By 1990, Ulster Resistance had disappeared from the loyalist paramilitary scene, but the following year, the SDLP issued a call for it to be banned.

A group calling itself ‘Resistance’ briefly emerged in the early 1990s claiming to form part of the Combined Loyalist Military Command, the umbrella group which called the mainstream loyalist ceasefires in late 1994.

Since 1993, there has been considerable speculation Ulster Resistance has given much of its arsenals to UFF and UVF units.

Equally sinister was the whereabouts of the Third Force’s supposedly legal arsenal. Before its official launch in 1981, journalists were taken to a North Antrim hillside where around 500 men waved their firearms certificates for legally held weapons.

The Third Force became later recognised as a DUP recruiting stunt and did little more than parade around loyalist villages and towns, earning it the nickname of the Third Farce in Ulster Unionist quarters.

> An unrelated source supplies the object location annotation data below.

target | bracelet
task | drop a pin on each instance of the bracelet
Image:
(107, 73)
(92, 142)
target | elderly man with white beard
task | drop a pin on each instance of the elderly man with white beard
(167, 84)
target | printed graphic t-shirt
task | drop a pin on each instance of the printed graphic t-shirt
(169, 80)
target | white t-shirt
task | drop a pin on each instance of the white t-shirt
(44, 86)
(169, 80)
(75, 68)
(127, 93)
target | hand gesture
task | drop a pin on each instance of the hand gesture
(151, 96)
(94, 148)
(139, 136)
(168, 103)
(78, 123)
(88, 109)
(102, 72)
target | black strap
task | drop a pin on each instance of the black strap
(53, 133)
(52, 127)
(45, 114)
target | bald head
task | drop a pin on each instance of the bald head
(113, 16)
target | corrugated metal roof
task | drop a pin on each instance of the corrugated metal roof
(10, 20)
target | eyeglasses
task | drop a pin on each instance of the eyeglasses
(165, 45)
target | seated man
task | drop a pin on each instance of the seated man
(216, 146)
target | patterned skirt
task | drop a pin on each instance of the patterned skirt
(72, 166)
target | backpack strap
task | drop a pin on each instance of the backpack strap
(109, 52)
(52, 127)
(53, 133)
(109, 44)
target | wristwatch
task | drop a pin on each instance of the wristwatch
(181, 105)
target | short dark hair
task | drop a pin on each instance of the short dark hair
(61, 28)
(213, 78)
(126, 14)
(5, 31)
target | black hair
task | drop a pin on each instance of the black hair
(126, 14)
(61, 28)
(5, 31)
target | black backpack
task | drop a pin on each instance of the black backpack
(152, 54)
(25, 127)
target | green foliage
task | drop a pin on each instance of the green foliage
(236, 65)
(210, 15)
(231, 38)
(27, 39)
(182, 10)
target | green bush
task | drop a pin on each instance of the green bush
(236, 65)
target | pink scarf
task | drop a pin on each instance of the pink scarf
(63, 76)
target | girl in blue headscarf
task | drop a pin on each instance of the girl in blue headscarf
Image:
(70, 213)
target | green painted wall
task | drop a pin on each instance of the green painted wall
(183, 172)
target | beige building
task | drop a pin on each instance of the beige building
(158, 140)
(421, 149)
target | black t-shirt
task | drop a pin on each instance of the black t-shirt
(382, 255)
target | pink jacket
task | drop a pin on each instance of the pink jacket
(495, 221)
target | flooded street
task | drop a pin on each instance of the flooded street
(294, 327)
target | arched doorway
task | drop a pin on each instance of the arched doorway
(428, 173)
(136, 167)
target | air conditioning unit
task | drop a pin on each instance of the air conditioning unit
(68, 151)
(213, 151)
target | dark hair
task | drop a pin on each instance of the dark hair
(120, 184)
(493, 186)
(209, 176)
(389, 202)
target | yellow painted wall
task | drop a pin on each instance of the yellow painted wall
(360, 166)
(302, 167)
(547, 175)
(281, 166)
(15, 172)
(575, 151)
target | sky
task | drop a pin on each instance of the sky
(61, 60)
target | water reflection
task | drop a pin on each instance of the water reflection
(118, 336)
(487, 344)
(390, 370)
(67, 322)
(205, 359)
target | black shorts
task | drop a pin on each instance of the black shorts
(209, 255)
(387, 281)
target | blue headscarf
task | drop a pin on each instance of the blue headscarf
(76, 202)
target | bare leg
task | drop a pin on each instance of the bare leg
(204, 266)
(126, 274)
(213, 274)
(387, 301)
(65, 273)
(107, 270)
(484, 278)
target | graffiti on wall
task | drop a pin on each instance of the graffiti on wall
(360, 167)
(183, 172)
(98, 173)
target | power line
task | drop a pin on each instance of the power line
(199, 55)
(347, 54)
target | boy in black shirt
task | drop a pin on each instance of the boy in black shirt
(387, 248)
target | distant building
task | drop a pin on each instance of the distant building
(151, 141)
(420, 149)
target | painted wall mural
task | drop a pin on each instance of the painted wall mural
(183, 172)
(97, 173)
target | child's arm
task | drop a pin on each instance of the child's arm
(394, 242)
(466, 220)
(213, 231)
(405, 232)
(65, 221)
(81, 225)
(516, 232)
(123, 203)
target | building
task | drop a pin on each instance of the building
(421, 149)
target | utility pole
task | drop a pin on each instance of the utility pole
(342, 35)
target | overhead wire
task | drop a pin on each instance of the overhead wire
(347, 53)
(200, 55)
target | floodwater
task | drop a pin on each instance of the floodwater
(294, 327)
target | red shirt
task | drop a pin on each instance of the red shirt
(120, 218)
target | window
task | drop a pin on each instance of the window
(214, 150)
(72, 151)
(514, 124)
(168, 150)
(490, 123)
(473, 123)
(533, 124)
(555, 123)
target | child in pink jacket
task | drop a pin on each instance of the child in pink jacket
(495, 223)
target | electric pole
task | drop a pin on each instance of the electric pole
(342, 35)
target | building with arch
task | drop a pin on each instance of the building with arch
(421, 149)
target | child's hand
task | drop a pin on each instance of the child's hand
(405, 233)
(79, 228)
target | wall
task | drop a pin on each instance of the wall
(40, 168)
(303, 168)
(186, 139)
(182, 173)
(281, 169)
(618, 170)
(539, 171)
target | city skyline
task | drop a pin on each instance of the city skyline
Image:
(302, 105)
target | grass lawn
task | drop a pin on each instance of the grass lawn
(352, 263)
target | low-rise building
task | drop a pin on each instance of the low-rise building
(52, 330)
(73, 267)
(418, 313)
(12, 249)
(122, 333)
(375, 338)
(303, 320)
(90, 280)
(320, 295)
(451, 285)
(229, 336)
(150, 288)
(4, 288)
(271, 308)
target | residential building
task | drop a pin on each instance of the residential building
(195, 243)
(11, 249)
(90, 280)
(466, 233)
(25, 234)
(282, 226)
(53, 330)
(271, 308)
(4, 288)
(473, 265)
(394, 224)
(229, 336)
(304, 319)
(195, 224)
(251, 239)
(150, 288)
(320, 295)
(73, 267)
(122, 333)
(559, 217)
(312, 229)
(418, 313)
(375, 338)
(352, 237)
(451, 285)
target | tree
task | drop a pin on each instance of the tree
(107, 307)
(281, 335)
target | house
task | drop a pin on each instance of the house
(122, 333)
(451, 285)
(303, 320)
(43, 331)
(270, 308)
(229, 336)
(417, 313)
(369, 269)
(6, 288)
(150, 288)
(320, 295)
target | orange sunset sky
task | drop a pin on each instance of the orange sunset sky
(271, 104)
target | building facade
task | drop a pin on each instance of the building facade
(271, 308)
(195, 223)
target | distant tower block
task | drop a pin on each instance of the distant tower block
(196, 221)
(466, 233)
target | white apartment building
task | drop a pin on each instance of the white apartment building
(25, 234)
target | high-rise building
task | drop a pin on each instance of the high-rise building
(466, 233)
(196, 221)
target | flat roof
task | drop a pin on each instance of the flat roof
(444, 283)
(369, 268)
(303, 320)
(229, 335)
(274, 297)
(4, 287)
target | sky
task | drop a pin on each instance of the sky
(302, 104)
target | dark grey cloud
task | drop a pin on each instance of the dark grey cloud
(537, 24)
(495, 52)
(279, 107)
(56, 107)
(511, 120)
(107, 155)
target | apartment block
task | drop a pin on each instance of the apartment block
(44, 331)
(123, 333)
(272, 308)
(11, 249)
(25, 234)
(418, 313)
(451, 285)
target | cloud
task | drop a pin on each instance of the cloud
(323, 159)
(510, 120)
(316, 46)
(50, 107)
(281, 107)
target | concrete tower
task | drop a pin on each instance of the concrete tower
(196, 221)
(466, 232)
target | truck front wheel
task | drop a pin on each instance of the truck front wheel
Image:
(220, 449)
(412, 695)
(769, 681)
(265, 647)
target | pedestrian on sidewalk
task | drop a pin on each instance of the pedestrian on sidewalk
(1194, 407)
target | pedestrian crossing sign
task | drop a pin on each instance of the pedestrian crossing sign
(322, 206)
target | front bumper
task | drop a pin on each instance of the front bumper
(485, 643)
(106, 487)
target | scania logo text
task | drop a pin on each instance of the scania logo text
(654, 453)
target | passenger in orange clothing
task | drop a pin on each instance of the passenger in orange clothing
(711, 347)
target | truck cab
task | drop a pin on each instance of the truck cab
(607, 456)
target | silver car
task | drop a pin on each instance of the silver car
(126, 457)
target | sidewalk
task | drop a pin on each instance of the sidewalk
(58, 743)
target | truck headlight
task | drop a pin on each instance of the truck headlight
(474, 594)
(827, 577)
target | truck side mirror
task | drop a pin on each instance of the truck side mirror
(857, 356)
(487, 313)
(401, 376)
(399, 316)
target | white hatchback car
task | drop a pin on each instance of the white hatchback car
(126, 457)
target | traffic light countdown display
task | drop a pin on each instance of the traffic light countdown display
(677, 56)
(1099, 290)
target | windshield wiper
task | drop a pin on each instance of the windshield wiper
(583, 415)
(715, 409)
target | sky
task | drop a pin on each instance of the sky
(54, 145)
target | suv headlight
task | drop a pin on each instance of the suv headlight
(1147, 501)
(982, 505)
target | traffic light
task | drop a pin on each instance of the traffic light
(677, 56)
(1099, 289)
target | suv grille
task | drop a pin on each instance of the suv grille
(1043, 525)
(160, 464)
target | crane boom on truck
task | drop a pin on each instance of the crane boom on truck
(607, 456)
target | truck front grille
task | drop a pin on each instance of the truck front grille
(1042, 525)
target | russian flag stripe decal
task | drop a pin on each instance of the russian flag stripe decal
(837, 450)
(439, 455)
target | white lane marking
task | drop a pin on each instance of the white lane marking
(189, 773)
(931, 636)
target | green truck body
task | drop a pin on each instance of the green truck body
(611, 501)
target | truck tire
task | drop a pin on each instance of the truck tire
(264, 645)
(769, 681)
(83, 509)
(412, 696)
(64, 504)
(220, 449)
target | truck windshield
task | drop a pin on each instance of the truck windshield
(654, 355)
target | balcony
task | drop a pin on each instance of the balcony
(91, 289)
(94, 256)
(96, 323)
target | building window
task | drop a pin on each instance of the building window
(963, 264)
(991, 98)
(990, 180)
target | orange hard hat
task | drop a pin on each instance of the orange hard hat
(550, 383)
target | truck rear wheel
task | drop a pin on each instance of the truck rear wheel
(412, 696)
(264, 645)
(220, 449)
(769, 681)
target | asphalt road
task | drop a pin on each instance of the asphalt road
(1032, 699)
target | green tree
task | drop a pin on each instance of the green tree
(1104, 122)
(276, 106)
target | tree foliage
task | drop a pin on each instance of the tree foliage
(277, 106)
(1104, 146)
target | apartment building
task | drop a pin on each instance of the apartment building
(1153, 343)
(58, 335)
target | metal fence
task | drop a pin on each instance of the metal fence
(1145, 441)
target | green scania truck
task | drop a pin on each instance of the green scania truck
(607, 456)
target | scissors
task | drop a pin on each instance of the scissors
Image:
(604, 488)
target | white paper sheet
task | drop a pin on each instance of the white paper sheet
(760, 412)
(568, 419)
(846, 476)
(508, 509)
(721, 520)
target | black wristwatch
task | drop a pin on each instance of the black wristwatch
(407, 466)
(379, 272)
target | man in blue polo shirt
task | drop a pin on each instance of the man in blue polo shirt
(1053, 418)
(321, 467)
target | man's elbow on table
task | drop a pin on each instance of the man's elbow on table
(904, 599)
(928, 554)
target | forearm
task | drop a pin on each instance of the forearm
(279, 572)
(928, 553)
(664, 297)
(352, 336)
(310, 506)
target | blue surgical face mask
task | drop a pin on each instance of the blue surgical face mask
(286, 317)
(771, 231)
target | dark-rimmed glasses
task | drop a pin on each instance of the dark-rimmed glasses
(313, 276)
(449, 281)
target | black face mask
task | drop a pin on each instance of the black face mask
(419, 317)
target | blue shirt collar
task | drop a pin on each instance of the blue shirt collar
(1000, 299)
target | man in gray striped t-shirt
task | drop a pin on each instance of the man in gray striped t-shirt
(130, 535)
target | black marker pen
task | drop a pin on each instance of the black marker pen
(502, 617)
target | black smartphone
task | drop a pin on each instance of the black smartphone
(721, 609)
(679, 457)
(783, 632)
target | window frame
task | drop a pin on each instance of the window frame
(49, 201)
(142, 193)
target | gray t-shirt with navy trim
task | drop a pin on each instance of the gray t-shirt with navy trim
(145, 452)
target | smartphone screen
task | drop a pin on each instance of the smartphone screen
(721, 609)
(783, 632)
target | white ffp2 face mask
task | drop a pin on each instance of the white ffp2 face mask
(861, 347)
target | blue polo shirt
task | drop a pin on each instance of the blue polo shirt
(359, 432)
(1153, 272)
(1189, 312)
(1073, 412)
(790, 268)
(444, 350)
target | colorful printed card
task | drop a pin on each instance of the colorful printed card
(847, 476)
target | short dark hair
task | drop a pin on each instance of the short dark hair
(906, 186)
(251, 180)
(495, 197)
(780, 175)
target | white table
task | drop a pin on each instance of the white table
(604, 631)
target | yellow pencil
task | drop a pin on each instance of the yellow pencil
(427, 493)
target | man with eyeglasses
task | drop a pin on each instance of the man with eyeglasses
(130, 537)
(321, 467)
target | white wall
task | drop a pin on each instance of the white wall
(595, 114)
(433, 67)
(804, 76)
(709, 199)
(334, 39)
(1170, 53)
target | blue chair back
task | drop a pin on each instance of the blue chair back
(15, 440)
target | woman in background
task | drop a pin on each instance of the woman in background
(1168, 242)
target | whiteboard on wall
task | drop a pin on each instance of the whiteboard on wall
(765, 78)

It was organised on a county basis, claiming a strength of 15,000 to 20,000. Its formation brought warnings from the authorities that private armies would not be tolerated.

Nationalists, too, sharply criticised the Third Force because of the clear implication it had armed itself with legally held guns.

Even today, more than a quarter of a century after its launch, the question is still being posed as to how many surviving Third Force activists still have access to their legally held shotguns, pistols and rifles.